Department of Diagnostic, Molecular and Interventional Radiology, Icahn School of Medicine at Mount Sinai, New York, NY, USA.
Nat Med. 2025 Apr 23. doi: 10.1038/s41591-025-03726-3.
DeepSeek is a newly introduced large language model (LLM) designed for enhanced reasoning, but its medical-domain capabilities have not yet been evaluated. Here we assessed the capabilities of three LLMs- DeepSeek-R1, ChatGPT-o1 and Llama 3.1-405B-in performing four different medical tasks: answering questions from the United States Medical Licensing Examination (USMLE), interpreting and reasoning on the basis of text-based diagnostic and management cases, providing tumor classification according to RECIST 1.1 criteria and providing summaries of diagnostic imaging reports across multiple modalities. In the USMLE test, the performance of DeepSeek-R1 (accuracy 0.92) was slightly inferior to that of ChatGPT-o1 (accuracy 0.95; P = 0.04) but better than that of Llama 3.1-405B (accuracy 0.83; P < 10). For text-based case challenges, DeepSeek-R1 performed similarly to ChatGPT-o1 (accuracy of 0.57 versus 0.55; P = 0.76 and 0.74 versus 0.76; P = 0.06, using New England Journal of Medicine and Médicilline databases, respectively). For RECIST classifications, DeepSeek-R1 also performed similarly to ChatGPT-o1 (0.74 versus 0.81; P = 0.10). Diagnostic reasoning steps provided by DeepSeek were deemed more accurate than those provided by ChatGPT and Llama 3.1-405B (average Likert score of 3.61, 3.22 and 3.13, respectively, P = 0.005 and P < 10). However, summarized imaging reports provided by DeepSeek-R1 exhibited lower global quality than those provided by ChatGPT-o1 (5-point Likert score: 4.5 versus 4.8; P < 10). This study highlights the potential of DeepSeek-R1 LLM for medical applications but also underlines areas needing improvements.

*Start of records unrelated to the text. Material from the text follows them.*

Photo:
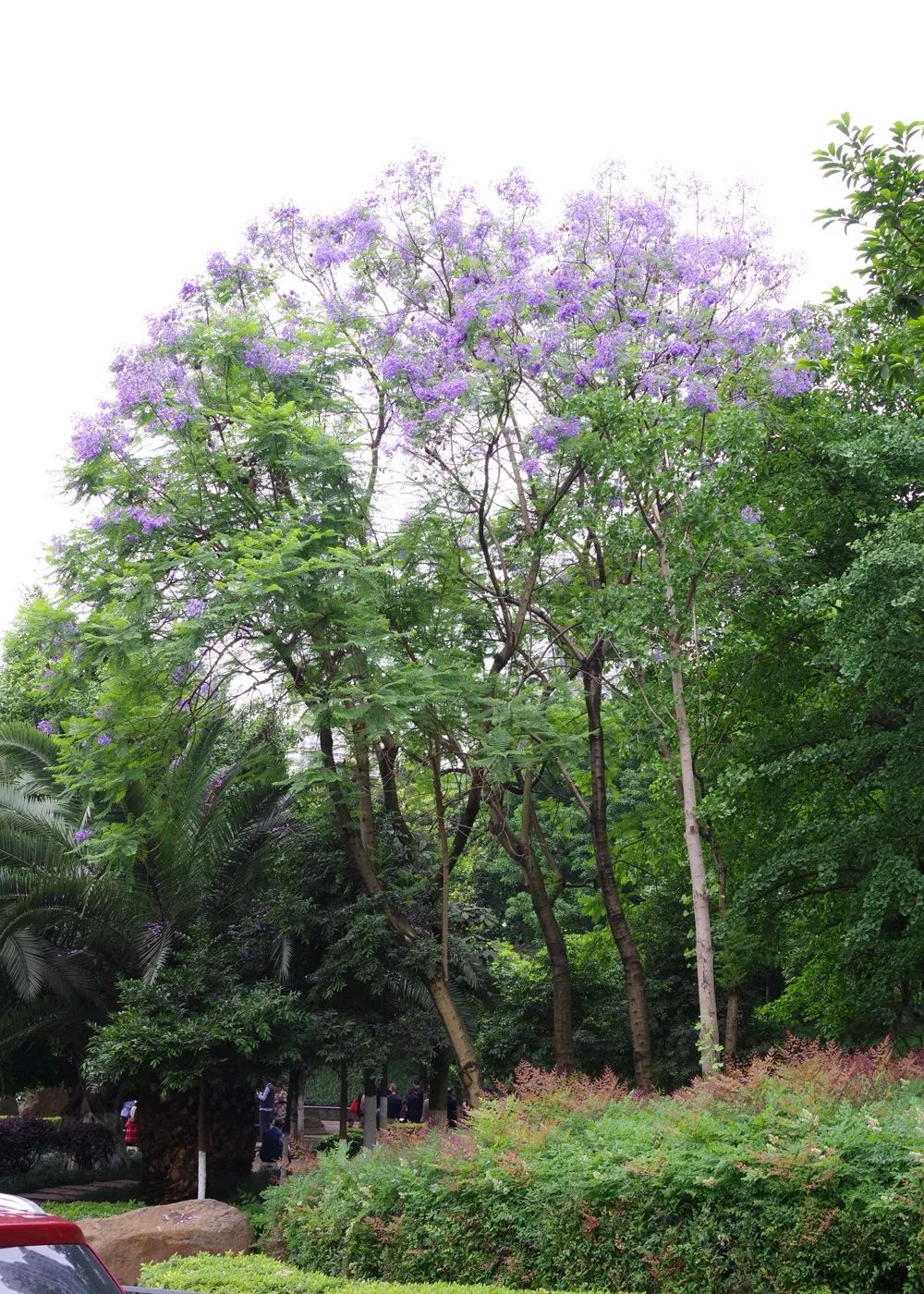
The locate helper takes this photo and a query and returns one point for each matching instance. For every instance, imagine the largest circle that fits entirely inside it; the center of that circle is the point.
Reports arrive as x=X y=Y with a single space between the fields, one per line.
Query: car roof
x=23 y=1222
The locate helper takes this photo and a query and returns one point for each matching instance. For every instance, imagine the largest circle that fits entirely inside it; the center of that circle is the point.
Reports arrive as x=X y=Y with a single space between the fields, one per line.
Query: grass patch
x=255 y=1274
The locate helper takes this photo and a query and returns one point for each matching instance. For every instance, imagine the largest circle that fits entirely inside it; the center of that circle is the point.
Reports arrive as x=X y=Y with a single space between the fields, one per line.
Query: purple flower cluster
x=149 y=521
x=103 y=431
x=458 y=300
x=265 y=355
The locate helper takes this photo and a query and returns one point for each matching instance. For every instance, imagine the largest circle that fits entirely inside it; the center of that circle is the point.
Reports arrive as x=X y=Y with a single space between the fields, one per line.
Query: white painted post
x=201 y=1178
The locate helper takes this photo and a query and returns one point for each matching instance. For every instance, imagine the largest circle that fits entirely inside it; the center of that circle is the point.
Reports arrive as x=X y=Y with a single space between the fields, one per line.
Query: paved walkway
x=81 y=1190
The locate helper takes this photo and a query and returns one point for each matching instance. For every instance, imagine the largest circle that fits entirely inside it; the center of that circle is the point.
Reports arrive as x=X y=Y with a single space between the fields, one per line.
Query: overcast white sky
x=142 y=138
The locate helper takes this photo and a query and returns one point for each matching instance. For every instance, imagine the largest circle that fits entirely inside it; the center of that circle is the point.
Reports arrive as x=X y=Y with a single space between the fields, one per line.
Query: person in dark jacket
x=265 y=1099
x=412 y=1110
x=394 y=1103
x=271 y=1145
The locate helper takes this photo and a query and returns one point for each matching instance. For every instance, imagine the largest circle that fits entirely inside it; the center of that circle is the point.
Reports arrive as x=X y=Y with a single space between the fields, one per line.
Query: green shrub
x=233 y=1274
x=75 y=1210
x=803 y=1171
x=255 y=1274
x=23 y=1141
x=333 y=1142
x=90 y=1145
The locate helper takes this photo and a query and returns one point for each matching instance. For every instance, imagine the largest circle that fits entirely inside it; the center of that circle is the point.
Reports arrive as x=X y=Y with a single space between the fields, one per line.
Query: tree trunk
x=439 y=1090
x=458 y=1035
x=360 y=845
x=345 y=1102
x=559 y=967
x=733 y=1009
x=167 y=1144
x=229 y=1119
x=706 y=967
x=733 y=1013
x=369 y=1112
x=637 y=998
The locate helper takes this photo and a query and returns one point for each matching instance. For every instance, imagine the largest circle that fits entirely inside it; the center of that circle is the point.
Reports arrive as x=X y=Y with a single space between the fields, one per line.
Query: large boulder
x=152 y=1235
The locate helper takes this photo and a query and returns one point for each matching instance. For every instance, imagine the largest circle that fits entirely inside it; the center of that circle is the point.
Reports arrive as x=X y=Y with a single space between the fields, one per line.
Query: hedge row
x=23 y=1141
x=805 y=1173
x=75 y=1210
x=255 y=1274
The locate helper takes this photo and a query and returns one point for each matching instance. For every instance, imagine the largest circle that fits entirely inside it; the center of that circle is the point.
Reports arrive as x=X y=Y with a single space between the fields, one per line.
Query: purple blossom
x=267 y=356
x=791 y=382
x=699 y=395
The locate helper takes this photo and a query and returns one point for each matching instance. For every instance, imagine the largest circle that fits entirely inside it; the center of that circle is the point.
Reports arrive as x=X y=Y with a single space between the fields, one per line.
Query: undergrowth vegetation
x=801 y=1171
x=255 y=1274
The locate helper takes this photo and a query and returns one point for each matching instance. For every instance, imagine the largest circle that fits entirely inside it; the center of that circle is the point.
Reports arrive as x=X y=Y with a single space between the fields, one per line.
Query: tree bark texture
x=637 y=998
x=360 y=844
x=706 y=961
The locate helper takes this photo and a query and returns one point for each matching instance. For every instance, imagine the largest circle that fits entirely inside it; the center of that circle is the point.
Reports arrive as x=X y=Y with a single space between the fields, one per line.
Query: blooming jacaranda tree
x=567 y=395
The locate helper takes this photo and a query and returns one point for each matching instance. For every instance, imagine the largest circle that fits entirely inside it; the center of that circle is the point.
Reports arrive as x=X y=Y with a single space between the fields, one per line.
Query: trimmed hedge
x=801 y=1173
x=25 y=1141
x=75 y=1210
x=255 y=1274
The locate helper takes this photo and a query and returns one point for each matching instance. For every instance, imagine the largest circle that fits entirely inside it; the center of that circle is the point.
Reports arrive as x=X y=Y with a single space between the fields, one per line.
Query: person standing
x=413 y=1104
x=265 y=1100
x=394 y=1103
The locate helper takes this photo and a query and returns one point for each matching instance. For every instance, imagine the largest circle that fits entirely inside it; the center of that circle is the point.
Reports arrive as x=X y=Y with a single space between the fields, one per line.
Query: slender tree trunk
x=369 y=1110
x=361 y=847
x=458 y=1035
x=439 y=1089
x=559 y=967
x=637 y=998
x=733 y=1007
x=706 y=961
x=345 y=1103
x=519 y=849
x=444 y=851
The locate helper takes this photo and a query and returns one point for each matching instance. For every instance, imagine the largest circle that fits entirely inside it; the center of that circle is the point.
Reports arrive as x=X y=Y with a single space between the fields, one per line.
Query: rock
x=152 y=1235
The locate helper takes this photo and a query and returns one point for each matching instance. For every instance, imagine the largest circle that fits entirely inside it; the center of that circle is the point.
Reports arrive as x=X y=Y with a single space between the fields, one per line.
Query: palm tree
x=204 y=840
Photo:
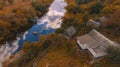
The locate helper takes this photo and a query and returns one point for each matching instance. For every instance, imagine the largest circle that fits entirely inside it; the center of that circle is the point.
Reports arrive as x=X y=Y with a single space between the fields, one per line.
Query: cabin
x=70 y=32
x=95 y=43
x=93 y=23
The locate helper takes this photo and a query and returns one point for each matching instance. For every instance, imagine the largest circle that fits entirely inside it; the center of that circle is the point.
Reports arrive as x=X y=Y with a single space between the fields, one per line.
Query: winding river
x=45 y=25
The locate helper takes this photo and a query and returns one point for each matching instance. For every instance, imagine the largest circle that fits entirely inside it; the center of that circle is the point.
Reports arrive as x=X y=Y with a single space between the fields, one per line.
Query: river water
x=45 y=25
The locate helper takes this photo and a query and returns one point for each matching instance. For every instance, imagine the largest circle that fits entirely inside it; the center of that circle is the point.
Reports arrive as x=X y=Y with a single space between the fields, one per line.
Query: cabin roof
x=95 y=42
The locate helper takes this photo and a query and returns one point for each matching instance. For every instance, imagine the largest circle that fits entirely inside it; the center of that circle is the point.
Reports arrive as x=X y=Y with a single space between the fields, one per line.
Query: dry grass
x=65 y=55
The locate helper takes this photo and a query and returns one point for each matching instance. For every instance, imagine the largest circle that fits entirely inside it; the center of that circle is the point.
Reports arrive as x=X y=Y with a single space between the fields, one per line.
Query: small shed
x=95 y=43
x=70 y=31
x=93 y=23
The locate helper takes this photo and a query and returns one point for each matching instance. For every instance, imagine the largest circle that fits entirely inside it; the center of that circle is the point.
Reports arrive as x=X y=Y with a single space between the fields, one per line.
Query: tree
x=113 y=54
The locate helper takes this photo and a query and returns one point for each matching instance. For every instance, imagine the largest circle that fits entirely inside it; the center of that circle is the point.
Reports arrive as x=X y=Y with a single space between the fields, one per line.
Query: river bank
x=14 y=44
x=47 y=24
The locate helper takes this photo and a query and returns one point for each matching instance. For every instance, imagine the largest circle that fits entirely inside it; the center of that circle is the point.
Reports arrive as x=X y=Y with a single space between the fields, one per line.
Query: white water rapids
x=52 y=20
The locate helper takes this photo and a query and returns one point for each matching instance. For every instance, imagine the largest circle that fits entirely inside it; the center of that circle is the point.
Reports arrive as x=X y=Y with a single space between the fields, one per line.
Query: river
x=45 y=25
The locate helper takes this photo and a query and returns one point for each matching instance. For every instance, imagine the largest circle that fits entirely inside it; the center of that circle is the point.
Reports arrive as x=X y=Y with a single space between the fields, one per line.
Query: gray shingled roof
x=95 y=42
x=70 y=31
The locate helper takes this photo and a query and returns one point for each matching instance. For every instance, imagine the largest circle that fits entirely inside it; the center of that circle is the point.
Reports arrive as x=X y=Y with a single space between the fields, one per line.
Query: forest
x=64 y=53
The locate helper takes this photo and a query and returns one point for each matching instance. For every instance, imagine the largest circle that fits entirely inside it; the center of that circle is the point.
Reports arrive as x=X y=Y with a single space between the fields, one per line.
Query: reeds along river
x=45 y=25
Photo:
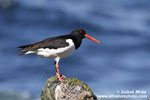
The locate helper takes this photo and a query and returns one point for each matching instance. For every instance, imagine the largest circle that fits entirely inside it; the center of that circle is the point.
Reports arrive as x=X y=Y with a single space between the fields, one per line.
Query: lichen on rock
x=70 y=89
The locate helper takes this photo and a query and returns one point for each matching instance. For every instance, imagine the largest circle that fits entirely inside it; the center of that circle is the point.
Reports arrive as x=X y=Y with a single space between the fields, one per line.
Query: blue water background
x=121 y=61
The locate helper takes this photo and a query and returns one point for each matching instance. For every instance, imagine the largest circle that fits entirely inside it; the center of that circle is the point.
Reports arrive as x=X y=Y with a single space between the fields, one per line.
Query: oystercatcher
x=57 y=47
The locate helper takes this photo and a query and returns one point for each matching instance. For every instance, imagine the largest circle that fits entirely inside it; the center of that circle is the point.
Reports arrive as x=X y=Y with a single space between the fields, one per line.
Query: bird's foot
x=60 y=79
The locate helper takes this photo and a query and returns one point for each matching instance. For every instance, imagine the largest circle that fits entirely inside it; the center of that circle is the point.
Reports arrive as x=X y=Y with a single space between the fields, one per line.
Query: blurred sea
x=120 y=62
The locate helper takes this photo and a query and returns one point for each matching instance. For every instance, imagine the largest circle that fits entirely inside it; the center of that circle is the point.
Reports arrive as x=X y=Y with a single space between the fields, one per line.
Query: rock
x=70 y=89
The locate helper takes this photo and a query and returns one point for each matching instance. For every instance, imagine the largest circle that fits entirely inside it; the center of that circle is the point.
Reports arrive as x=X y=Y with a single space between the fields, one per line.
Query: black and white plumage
x=57 y=47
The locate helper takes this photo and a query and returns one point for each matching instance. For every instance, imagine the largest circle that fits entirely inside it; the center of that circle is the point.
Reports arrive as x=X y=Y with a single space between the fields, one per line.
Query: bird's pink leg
x=57 y=72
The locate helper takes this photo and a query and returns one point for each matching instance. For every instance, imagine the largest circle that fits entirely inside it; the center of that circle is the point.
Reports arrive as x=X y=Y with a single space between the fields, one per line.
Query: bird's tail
x=23 y=49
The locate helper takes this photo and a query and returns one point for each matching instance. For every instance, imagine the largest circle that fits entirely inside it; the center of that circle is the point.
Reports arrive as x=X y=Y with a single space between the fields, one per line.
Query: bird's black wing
x=51 y=43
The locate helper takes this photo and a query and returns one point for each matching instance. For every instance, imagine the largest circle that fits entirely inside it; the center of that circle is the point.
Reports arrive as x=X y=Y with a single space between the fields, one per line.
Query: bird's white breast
x=59 y=52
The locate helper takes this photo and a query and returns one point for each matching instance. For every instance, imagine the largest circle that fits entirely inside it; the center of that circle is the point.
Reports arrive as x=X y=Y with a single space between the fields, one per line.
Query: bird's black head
x=79 y=33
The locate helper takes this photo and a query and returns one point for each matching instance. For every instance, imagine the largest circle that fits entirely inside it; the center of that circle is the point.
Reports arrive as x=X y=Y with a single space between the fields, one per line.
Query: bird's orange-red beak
x=89 y=37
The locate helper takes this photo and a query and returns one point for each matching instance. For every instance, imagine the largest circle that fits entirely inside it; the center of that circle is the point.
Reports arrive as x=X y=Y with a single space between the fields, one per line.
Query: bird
x=57 y=47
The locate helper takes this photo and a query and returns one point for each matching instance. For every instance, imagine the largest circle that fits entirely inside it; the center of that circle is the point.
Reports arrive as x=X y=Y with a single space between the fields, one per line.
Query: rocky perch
x=70 y=89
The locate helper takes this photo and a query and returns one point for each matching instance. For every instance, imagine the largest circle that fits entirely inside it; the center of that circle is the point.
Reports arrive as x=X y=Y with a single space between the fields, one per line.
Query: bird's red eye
x=81 y=31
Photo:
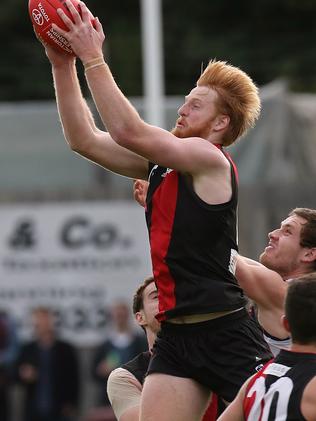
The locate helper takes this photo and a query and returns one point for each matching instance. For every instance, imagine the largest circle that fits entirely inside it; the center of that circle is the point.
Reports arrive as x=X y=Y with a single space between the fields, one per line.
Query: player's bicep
x=189 y=155
x=259 y=283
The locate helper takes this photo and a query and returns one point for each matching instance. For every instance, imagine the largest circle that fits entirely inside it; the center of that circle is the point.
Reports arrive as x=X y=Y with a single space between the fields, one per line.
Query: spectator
x=48 y=370
x=8 y=353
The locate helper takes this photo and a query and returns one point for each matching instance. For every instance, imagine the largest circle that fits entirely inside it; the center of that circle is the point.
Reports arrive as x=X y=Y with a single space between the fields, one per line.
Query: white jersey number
x=272 y=404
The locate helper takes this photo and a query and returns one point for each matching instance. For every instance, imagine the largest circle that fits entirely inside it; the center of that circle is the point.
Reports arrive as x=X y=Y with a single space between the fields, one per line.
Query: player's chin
x=178 y=132
x=265 y=260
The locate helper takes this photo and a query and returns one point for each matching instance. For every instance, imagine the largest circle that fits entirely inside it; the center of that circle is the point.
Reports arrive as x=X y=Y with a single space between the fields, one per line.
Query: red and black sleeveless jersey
x=193 y=246
x=275 y=393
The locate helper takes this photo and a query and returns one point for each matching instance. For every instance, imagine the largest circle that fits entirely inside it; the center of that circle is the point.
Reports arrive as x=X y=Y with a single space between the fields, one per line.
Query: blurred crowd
x=41 y=379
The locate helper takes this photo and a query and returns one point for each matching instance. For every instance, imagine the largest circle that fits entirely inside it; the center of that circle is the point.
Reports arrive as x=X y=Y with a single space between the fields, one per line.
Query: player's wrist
x=93 y=63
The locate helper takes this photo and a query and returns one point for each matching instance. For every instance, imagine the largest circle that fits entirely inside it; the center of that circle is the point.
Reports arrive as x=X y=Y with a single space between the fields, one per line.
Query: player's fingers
x=67 y=21
x=74 y=12
x=98 y=26
x=85 y=13
x=61 y=31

DeepSeek是新推出的一款旨在增强推理能力的大语言模型(LLM),但其在医学领域的能力尚未得到评估。在此,我们评估了三款大语言模型——DeepSeek-R1、ChatGPT-o1和Llama 3.1-405B——在执行四项不同医学任务方面的能力:回答美国医师执照考试(USMLE)的问题、基于文本诊断和管理病例进行解读和推理、根据RECIST 1.1标准进行肿瘤分类以及提供多种模态的诊断影像报告总结。在USMLE测试中,DeepSeek-R1的表现(准确率0.92)略逊于ChatGPT-o1(准确率0.95;P = 0.04),但优于Llama 3.1-405B(准确率0.83;P < 10)。对于基于文本的病例挑战,DeepSeek-R1的表现与ChatGPT-o1相似(分别使用《新英格兰医学杂志》和《医学》数据库时,准确率分别为0.57对0.55;P = 0.76和0.74对0.76;P = 0.06)。对于RECIST分类,DeepSeek-R1的表现也与ChatGPT-o1相似(0.74对0.81;P = 0.10)。DeepSeek提供的诊断推理步骤被认为比ChatGPT和Llama 3.1-405B提供的更准确(平均李克特量表得分分别为3.61、3.22和3.13,P = 0.005和P < 10)。然而,DeepSeek-R1提供的影像报告总结的整体质量低于ChatGPT-o1提供的(5分李克特量表得分:4.5对4.8;P < 10)。本研究突出了DeepSeek-R1大语言模型在医学应用方面的潜力,但也强调了需要改进的领域。